A good old friend and I hit a bit of a mudpit this weekend and I’ve been sitting soaking in it for a few days. He sent me a link to Malcolm Gladwell’s “Is Marijuana as Safe as We Think?”and wanted to talk about it. The article had been circulating in the clinic at Pacific College, where his wife is studying acupuncture and my wife did her graduate work. The students and some of the faculty were incensed by Gladwell’s argument that marijuana might not be as medically useful as we make it out to be. My boy couldn’t quite figure out why that was so offensive. I mean, usually acupuncturists aren’t that into the idea of medical, so their distaste for the too-cool Gladwell was a bit surprising. Something else was happening.

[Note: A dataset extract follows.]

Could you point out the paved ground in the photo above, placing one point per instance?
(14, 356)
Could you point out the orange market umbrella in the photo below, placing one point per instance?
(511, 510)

Then I realized that when I looked at Gladwell’s article, all I saw was a guy saying Nobody knows anything until empiricism tells them what they can know. And that made me think that the annoying thing about the piece (and a growing mass of public research writing) is that it wasn’t really about weed at all. The argument Gladwell is making seems to be that we should all hold off on our own observations and conclusions until authorized scientific knowledge-makers weigh in.
He tips his hand early on, when he reviews the 2017 National Academies of Health and Medicine report on the current state of research knowledge about cannabinoids. In a series of terse dismissals, he corrects the “widely supposed” benefits of pot. He insists that we just don’t know if it helps with nausea, ALS, Parkinsons, or epilepsy. Those who think it has been helping with their glaucoma for 10 years are probably wrong, Gladwell explains.
So I guess it doesn’t really matter that people have been feeling relief from these disorders. That doesn’t count as data for Gladwell unless these effects are measured by outside observers as part of randomized trials and then communicated in simple sound bites to the public. So my father-in-law’s church friend whose Parkinson’s was visibly affected by marijuana was just fooling herself. The legion of old folks who got glaucoma relief aren’t authorities on their own bodies enough to know if it was pot or their own misguided love of a placebo effect.
And that’s probably why public scholarship – and maybe a lot of sci comm more broadly – rubs folks the wrong way. Clear-cut experiences are shoved off as insufficient ways to know about something. This is probably especially irritating for folks when the study-backed methods of Gladwell-approved medicine had failed so many of them so miserably for so long before weed came along as an alternative option.
I suspect that this is the real reason that the acupuncture med students were so annoyed with Gladwell’s piece. The same kind of argument is made about the treatments practiced in a rapidly-growing number of acupuncture and herbal medicine clinics across America. You can do an easy one-to-one substitution.
Acupuncture is providing relief from chemo side effects? No way. There’s no placebo trial. So it isn’t happening.
But, doc, I feel a lot better than I did before the acupuncture.
That doesn’t mean a thing.
It probably does to the chemo patient though. Or the addict. Or the person with fibromyalgia who trusted in Gladwell-approved medical institutions for years, but finally got fed up, looked elsewhere, and got the relief they needed.
When writers like Gladwell get to humping empiricism like this, it’s limiting the range of how we can know things. Maybe he believes that’s the only knowledge can be trusted. That’s cool. But there’re a lot of people out there with contradictory evidence. And just telling them that that evidence doesn’t count – that we just need to listen to the smart guys – is a crude way of thinking about knowledge.